A Vitalist Turn in the Last Generation of Critical Theory?

Monday, 7 July 2025: 15:15
Location: FSE018 (Faculty of Education Sciences (FSE))
Oral Presentation
Vincenzo MELE, University of Pisa, Italy
The ‘third’ and the ‘fourth’ generation of the Frankfurt School – Axel Honneth and his student Rahel Jaeggi – tried to redirect critical theory out of the ‘ice- desert of abstraction’ (Adorno) back to a possible concept of ‘good life’. Drawing from – and renewing – Honneth’s analysis of the social pathologies of recognition, Rahel Jaeggi attempts to elaborate a Critique of forms of life (Jaeggi, 2018). Jaeggi is convinced that Habermas’ exclusive attention to the question of ethics and normativism has produced an analytic neutralisation toward any form of individual life and all its potential emancipative properties. Within this conceptual frame the critique of form of life is not conducted from an external authoritarian perspective, but from an immanent perspective. Like Georg Simmel taught us in his major Sociology (2009), we should consider the forms of social life as arising from the reciprocal relations of intentional individual actions. In every form there is an ‘immanent transcendence’, strictly connected to the process of life: the dialectics of ‘more life’ – the immanent side of life – and ‘more-than-life’ – the transcendent one. These are two complementary aspects of life within a dialectical scheme which is open and tragic, since it never ends, and has no final synthesis.
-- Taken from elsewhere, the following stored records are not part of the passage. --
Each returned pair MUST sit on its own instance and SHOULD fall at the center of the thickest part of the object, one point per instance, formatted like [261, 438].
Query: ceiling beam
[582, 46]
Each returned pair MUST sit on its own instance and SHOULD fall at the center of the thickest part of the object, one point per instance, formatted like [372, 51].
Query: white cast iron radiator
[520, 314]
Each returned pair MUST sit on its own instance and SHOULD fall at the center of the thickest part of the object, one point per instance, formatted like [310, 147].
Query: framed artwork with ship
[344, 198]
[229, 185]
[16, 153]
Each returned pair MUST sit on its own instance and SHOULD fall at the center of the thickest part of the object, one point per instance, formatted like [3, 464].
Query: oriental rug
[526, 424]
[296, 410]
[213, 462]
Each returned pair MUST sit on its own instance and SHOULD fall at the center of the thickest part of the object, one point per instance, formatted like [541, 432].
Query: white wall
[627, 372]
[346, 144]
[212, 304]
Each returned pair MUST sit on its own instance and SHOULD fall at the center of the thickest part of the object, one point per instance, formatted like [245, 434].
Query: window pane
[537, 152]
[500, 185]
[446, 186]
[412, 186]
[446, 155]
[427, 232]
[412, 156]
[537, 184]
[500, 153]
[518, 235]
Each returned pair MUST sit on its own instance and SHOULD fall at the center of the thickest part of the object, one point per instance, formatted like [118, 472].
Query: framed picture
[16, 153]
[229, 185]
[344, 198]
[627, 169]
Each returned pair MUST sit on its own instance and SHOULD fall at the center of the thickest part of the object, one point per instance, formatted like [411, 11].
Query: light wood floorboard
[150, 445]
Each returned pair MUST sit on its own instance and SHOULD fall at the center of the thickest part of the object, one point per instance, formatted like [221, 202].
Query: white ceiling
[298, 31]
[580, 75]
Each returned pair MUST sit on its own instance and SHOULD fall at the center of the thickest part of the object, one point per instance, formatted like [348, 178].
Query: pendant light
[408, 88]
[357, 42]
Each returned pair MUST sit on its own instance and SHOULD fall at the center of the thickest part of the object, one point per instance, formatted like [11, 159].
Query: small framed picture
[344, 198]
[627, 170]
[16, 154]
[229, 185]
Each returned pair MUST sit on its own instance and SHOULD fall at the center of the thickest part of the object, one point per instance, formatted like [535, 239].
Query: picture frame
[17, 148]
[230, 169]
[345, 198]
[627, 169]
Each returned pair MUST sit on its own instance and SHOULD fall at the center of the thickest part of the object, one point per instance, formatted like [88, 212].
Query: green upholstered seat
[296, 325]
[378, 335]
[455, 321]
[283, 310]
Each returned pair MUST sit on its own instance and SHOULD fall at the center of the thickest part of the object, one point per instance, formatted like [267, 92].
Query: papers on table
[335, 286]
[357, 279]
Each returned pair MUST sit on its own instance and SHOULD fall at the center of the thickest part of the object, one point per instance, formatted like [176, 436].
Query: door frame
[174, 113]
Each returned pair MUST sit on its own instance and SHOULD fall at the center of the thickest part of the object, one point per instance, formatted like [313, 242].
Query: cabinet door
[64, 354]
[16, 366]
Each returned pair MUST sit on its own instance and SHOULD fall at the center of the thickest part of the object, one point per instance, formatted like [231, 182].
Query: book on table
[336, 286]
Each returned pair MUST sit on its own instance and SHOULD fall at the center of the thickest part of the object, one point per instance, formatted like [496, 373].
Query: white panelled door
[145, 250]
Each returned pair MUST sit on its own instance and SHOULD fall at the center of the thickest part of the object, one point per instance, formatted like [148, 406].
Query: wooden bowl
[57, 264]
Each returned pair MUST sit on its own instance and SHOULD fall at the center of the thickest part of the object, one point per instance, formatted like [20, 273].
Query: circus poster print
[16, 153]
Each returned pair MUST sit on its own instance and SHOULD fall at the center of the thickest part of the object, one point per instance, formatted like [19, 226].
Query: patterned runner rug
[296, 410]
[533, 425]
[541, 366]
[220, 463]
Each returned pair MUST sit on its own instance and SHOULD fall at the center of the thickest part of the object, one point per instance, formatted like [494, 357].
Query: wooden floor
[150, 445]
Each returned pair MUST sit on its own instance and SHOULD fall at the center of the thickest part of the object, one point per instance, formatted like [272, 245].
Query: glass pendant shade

Even if Jaeggi seems to disempower Simmel’s possible contribution to an immanent critique of forms due to her pragmatist approach in terms of a ‘problem-solving’ attitude towards life – life is viewed as a process of accumulated experiences that does not know ‘springs’ or ‘new beginnings’ – at the same time her form of criticism intends to be immanent and transformative: it is immanent because it starts from the immanent crisis of social practices and institutions; it is transformative, as it allows for a transcendence of context.